= Order of the Peacock Angel =

Secret society

Order of the Peacock Angel is the name of a Yazidi-influenced secret society described in the 1961 book, Secret Societies Yesterday and Today (subsequently reissued as A History of Secret Societies). The pseudonymous author, "Arkon Daraul", describes encountering members of the organization in the suburbs of London and attending their rituals. Daraul appears to be the only source for the existence of this group.

"Peacock Angel" is the customary translation of "Tawûsî Melek", the divinity honored by the Yazidis. According to Daraul, the English version of the cult was brought to Britain in 1913 by a Syrian whose name is only known to initiates. Membership grew to encompass "several hundred members throughout Britain" as well as three lodges in the United States".

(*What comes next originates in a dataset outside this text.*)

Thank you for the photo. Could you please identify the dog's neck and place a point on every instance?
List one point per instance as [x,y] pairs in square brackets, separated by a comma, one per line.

The group subscribes to a belief in a power governing human affairs, symbolized by a peacock. Recruits are instructed through a series of mental and physical exercises intended to place the experience of emotion under the control of the will. Daraul described a ceremony where robed members engaged in an ecstatic dance in the presence of a large statue of a peacock.

As a sign of identification, "the right hand is placed, with the fingers spread out (perhaps to represent the tail of the peacock) on the left breast, just above the heart." Some members are said to keep live peacocks.

== Fiction ==

Edward D. Hoch's 1965 short novel, People of the Peacock, featured an "Order of the Peacock Angel" which matches the description given in Secret Societies Yesterday and Today:

The society had an uncertain origin in the area that is now Syria and Iraq, some hundreds of years ago. It was imported into England by a mysterious Syrian back in 1913, and has enjoyed some success there. ... The rites of the Peacock Angel consist mostly of white-robed worshippers dancing madly before an eight-foot ebony statue of a peacock.

The novel describes a chapter of the organization in the United States run by a British emigrant.

In Robert Shea and Robert Anton Wilson's 1975 The Illuminatus! Trilogy, "Order of the Peacock Angel" appears in letterhead as the title of an organization taking part in the Discordian "Operation Mindfuck" project outlined in "Appendix Yod".

Cooper McLaughlin's 1987 short novel, The Order of the Peacock Angel, published in The Magazine of Fantasy & Science Fiction, claims historical sources for its tale of a 1,000-year-old society that continued into the 1960s.